I’ve had more of a look at the problem and got Benchmark Tools working correctly. I’ve also implemented the trivial matrix max.

using BenchmarkTools

function my2DMatrixMax(x::SubArray{Float64,2})
    max = 0.0
    @inbounds for j = 1:size(x,2)
         for i = 1:size(x,1)
            if x[i,j] > max
                max = x[i,j]
            end
        end
    end
end

function test()
  x = rand(512,2) # Array is 512 by 2
  y = x' # Array is 2 by 512

  results1 = 0.0; results2 = 0.0; results3 = 0.0; results4 = 0.0

  # Based on FORTRAN ordering, the first first and third results should be quickest
  @btime $results1 = maximum(view($x,1:128,:))
  @btime $results2 = maximum(view($y,:,1:128))
  @btime $results3 = my2DMatrixMax(view($x,1:128,:))
  @btime $results4 = my2DMatrixMax(view($y,:,1:128))
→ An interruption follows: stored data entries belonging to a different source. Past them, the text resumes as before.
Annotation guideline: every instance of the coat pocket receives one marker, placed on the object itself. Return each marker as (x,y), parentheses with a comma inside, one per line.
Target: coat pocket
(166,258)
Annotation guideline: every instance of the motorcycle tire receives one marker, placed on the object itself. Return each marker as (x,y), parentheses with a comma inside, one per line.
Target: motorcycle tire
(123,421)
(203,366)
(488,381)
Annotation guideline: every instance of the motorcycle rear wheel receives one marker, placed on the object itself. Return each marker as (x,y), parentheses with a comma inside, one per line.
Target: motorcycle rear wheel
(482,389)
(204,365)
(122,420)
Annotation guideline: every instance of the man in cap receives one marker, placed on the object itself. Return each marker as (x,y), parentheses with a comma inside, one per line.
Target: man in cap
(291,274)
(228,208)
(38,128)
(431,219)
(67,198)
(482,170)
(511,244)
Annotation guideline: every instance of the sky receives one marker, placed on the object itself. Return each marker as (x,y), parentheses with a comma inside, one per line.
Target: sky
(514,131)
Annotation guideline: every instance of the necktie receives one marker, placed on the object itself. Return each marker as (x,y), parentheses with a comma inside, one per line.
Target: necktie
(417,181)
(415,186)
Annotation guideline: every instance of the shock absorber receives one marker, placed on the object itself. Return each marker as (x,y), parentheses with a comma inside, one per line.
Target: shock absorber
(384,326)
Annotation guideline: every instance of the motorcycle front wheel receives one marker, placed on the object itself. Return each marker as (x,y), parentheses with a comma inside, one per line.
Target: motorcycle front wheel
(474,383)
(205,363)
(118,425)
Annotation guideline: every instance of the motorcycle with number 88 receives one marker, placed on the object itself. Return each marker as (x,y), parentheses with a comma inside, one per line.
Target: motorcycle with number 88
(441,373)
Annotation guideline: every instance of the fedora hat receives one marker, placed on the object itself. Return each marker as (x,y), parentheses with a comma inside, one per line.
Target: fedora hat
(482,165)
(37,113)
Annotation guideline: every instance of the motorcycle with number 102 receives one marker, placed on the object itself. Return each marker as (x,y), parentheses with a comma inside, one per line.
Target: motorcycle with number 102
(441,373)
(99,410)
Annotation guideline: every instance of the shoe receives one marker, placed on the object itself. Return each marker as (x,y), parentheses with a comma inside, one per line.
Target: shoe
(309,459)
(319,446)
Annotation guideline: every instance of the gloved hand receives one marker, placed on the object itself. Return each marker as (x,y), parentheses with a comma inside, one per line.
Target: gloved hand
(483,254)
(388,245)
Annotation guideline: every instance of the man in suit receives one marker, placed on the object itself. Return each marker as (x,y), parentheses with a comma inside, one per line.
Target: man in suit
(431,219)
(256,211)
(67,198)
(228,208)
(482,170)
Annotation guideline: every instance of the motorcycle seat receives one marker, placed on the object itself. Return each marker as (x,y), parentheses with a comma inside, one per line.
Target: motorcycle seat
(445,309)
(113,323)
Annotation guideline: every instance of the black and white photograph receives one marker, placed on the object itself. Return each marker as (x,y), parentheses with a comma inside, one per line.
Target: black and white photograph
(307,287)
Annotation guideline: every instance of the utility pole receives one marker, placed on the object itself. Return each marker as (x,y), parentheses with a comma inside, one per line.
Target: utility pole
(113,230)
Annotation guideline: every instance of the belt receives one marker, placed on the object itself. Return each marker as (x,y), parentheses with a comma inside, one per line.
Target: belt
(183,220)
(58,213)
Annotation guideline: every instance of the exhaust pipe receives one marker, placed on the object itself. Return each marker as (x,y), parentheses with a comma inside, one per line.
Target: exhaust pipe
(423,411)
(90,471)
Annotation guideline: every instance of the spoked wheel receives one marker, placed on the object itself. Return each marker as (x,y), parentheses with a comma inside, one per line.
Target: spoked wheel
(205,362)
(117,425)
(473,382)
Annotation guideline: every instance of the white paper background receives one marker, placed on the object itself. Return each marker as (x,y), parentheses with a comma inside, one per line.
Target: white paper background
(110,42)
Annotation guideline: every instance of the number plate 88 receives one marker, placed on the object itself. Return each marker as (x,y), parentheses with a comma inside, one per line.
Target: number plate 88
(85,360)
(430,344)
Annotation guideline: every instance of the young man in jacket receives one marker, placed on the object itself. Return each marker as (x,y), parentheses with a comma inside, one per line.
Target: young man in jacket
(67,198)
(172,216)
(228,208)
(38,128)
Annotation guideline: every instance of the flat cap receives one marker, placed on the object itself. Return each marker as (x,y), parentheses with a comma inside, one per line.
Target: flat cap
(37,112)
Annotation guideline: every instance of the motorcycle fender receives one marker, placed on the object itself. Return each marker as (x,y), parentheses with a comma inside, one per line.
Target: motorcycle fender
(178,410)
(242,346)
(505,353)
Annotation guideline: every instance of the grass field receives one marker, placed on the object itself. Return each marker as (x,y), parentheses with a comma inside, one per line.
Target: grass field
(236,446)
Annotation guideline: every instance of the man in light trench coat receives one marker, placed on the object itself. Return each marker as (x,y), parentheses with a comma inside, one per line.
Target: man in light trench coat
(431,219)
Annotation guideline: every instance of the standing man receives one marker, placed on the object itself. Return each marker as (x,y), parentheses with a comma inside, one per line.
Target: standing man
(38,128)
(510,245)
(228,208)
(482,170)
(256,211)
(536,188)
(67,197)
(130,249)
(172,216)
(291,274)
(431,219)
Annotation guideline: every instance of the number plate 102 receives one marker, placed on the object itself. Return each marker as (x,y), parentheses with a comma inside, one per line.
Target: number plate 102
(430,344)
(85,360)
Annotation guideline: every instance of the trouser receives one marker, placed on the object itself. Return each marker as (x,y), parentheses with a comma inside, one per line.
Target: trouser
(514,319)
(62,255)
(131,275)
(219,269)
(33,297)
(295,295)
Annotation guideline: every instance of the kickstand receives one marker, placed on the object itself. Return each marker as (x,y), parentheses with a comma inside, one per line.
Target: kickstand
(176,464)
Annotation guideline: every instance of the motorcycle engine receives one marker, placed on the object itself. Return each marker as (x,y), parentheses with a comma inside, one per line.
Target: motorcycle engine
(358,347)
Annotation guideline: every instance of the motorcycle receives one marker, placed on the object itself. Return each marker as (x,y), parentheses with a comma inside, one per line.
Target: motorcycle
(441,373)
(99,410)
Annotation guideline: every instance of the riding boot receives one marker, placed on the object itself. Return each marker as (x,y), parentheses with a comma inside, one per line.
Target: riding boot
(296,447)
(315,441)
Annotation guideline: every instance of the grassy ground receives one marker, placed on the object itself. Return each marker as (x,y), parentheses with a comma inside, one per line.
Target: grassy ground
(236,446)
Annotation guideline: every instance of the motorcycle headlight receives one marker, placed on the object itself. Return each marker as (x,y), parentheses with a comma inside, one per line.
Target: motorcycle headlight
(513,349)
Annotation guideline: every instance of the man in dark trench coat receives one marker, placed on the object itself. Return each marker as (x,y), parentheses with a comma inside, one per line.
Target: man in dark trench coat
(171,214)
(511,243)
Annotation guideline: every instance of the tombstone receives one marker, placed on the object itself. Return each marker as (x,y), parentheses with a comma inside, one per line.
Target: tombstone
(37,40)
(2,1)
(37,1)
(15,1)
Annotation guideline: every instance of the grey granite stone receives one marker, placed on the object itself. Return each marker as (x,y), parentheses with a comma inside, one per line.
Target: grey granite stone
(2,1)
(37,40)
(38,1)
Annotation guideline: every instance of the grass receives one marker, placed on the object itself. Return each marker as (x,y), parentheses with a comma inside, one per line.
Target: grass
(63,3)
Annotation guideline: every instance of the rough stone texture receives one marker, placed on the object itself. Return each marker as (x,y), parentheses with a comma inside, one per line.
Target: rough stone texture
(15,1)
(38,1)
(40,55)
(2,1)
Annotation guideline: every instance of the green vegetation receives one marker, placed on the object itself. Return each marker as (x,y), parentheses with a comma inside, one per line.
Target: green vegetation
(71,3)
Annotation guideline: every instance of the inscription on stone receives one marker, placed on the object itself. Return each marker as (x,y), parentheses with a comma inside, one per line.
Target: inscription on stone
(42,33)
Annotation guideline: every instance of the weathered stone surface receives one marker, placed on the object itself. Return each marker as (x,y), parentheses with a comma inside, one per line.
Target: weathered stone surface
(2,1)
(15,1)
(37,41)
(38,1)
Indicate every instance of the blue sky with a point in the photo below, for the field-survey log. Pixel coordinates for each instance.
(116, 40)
  # Check the calculation was the same with the percentage error
  println(isapprox(results1,results2))
  println(isapprox(results2,results3))
  println(isapprox(results4,results4))
end

Running test() returns the following output:

julia> test()
  1.079 μs (4 allocations: 160 bytes)
  730.280 ns (1 allocation: 64 bytes)
  322.061 ns (1 allocation: 64 bytes)
  845.157 ns (1 allocation: 64 bytes)
true
true
true

Also, running Julia with --check-bounds=no does not change the numbers. My function performs as I would expect with regards to memory ordering, but the built in function does not. I am also surprised that it is slow in both cases (relative to the results3 example).

Could anybody elucidate the performance I’m seeing?


#8

For the view(y,:,1:128), the Base implementation of mapreduce realizes that you are actually looking at a memory-
contiguous subset of y and it uses fast “linear indexing”. Specifically, this is because Base.IndexStyle(view(y,:,1:128)) returns IndexLinear().

For view(x,1:128,:), Base.IndexStyle returns IndexCartesian(): because the view is not memory-contiguous, it uses mapfoldl, which uses the much slower start/next/done iteration. It seems like this is something that could be sped up for AbstractArray by using explicit loops over the coordinates.